Container image dependencies¶

For CUDA 12.x images:

apt -y install nvidia-cuda-toolkit-12-8

Installation¶

Install SimpleTuner via pip:

pip install 'simpletuner[cuda]'

# CUDA 13 / Blackwell users
pip install 'simpletuner[cuda13]' --extra-index-url https://download.pytorch.org/whl/cu130

For manual installation or development setup, see the installation documentation.

AMD ROCm follow-up steps¶

For AMD MI300X:

apt install amd-smi-lib
pushd /opt/rocm/share/amd_smi
python3 -m pip install --upgrade pip
python3 -m pip install .
popd

Setting up the environment¶

Web interface method¶

Run the server:

simpletuner server

Then open http://localhost:8001 and select the ERNIE model family in the training wizard.

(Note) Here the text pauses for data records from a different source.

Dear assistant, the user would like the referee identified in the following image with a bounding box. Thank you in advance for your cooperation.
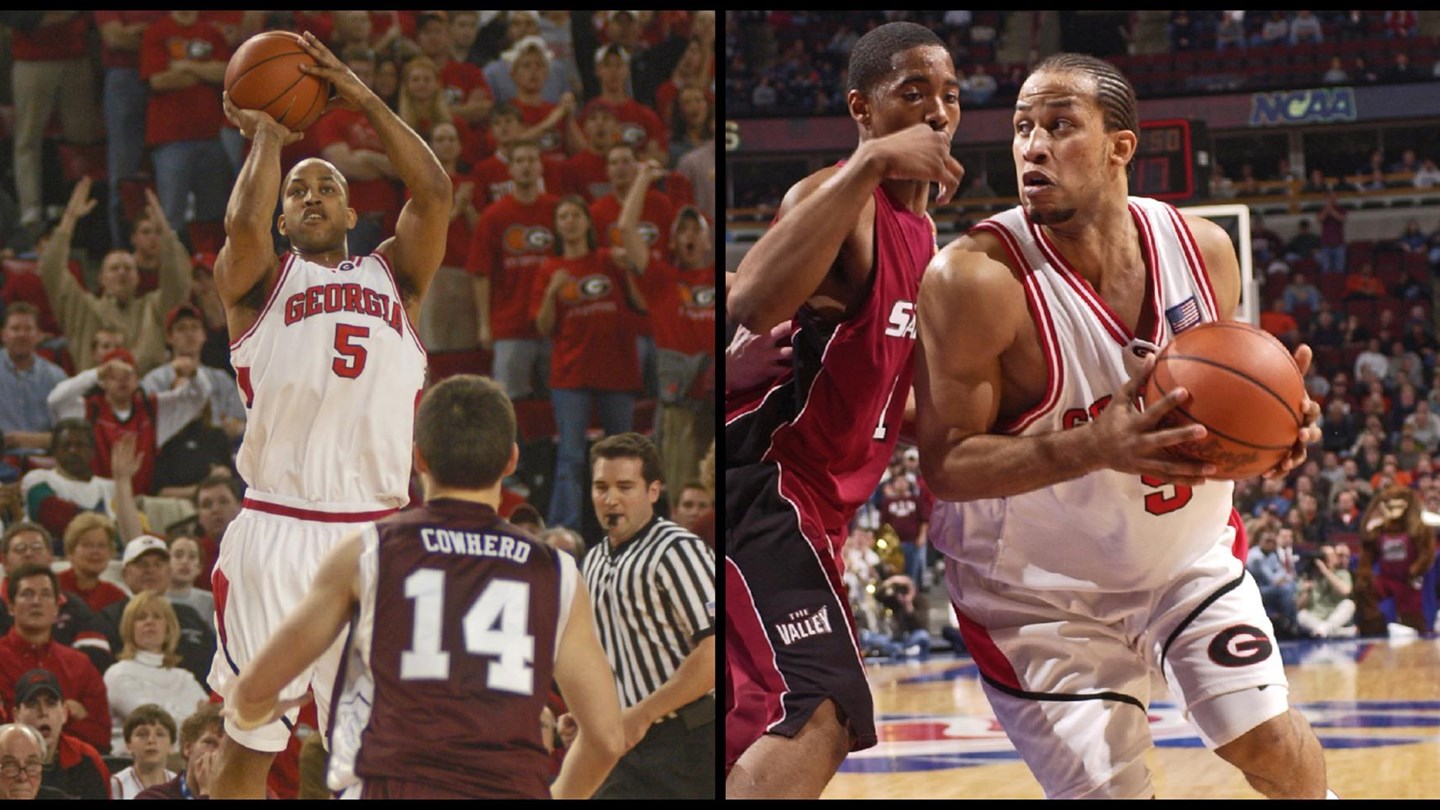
[582,432,717,798]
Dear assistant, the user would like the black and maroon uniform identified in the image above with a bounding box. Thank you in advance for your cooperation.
[724,177,935,765]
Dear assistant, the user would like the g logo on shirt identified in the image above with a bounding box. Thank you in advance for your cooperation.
[1208,624,1274,667]
[580,275,615,300]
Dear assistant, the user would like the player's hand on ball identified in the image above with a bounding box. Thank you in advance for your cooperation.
[300,30,374,110]
[1094,355,1217,486]
[1264,343,1323,479]
[220,92,304,146]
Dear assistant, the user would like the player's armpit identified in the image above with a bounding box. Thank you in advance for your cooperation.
[550,581,625,798]
[1185,216,1240,320]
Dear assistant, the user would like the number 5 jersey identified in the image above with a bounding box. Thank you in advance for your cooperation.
[230,254,426,510]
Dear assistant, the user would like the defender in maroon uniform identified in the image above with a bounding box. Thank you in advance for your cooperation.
[226,375,622,798]
[726,23,963,797]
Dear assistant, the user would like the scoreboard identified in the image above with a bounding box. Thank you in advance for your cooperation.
[1130,118,1210,202]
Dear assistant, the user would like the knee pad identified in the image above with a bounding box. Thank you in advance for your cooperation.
[1189,683,1290,751]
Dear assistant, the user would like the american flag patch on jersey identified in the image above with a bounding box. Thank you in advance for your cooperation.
[1165,295,1200,334]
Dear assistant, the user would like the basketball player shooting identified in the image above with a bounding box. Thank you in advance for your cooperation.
[209,32,451,798]
[916,53,1326,798]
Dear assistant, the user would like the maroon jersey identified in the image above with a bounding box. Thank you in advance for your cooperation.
[880,491,930,543]
[724,180,935,552]
[331,499,576,798]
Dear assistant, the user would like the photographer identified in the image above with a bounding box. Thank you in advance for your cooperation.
[1295,543,1355,638]
[863,574,930,660]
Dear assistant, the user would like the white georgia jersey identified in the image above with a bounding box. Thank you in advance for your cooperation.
[230,254,425,512]
[930,197,1234,600]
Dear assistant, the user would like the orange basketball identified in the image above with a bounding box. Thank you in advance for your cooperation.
[225,30,330,133]
[1142,321,1305,480]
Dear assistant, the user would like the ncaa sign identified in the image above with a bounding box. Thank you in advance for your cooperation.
[1250,86,1356,127]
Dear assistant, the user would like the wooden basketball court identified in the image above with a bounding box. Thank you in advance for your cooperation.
[824,638,1440,798]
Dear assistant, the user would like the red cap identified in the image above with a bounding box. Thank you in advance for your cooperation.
[95,349,140,369]
[580,98,619,120]
[166,303,204,333]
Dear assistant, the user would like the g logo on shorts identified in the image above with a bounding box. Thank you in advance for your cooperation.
[1210,624,1274,667]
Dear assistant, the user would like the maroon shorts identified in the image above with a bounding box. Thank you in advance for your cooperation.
[724,464,876,770]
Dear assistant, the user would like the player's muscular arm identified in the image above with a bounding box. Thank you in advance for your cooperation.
[301,32,454,302]
[550,581,625,798]
[726,124,965,333]
[914,239,1204,500]
[1185,216,1240,320]
[226,533,364,728]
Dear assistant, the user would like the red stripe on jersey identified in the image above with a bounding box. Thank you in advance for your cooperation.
[724,558,791,765]
[242,497,399,523]
[235,366,255,408]
[950,602,1025,692]
[210,565,230,647]
[370,251,429,357]
[1166,206,1220,320]
[230,254,295,352]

Manual / command-line method¶

You can start from the included example:

example config: simpletuner/examples/ernie.peft-lora/config.json
runnable local env: config/ernie-example/config.json

If you prefer to wire it manually, copy config/config.json.example to config/config.json and change the important values below.

Configuration file¶

cp config/config.json.example config/config.json

Recommended settings:

model_type: lora
model_family: ernie
model_flavour: base or turbo
pretrained_model_name_or_path:
base: baidu/ERNIE-Image
turbo: baidu/ERNIE-Image-Turbo
output_dir: where checkpoints and validation images should be written
train_batch_size: start at 1
resolution: start at 512
mixed_precision: bf16 on modern hardware, fp16 otherwise
gradient_checkpointing: true
ramtorch: true
ramtorch_text_encoder: true

The included example uses:

max_train_steps: 100
optimizer: optimi-lion
learning_rate: 1e-4
validation_guidance: 4.0
validation_num_inference_steps: 20

That exact example can be run with:

simpletuner train --env ernie-example

Assistant LoRA (Turbo)¶

SimpleTuner exposes assistant-LoRA support for ERNIE Turbo, but there is no default adapter path bundled for it yet.

supported flavour: turbo
default weight filename: pytorch_lora_weights.safetensors
required user input: assistant_lora_path

If you have a custom assistant adapter, set:

{
  "assistant_lora_path": "your-org/your-ernie-turbo-assistant-lora",
  "assistant_lora_weight_name": "pytorch_lora_weights.safetensors"
}

If you do not want to use one, disable it explicitly:

{
  "disable_assistant_lora": true
}

Dataset / caption setup¶

The example env uses a tiny DreamBooth-style Hugging Face dataset:

dataset_name: RareConcepts/Domokun
caption_strategy: instanceprompt
instance_prompt: 🟫

That works as a smoke test, but ERNIE responds better to real text than a one-token trigger. For actual training, prefer richer captions or a more descriptive instance prompt such as a studio photo of <token>.

Validation prompts¶

The same prompt library workflow used by other models works here:

{
  "nickname": "the prompt goes here",
  "another_nickname": "another prompt goes here"
}

Then point to it from config.json:

{
  "--user_prompt_library": "config/user_prompt_library.json"
}

Experimental features¶

ERNIE also supports the same advanced transformer-side features used by other single-stream families in SimpleTuner:

TREAD
LayerSync
REPA / CREPA-style hidden state capture
assistant LoRA loading for turbo

These features are optional. Get the base training run working first.

Notes¶

ERNIE uses a patched tokenizer/text-encoder loader because the upstream text encoder config needs minor fixes during load.
The trainer uses the ERNIE timestep convention expected by the upstream model, so keep custom experimentation aligned with the normal flow-matching schedule unless you are intentionally probing edge cases.
Start with the provided 512px example before scaling up dataset size or resolution.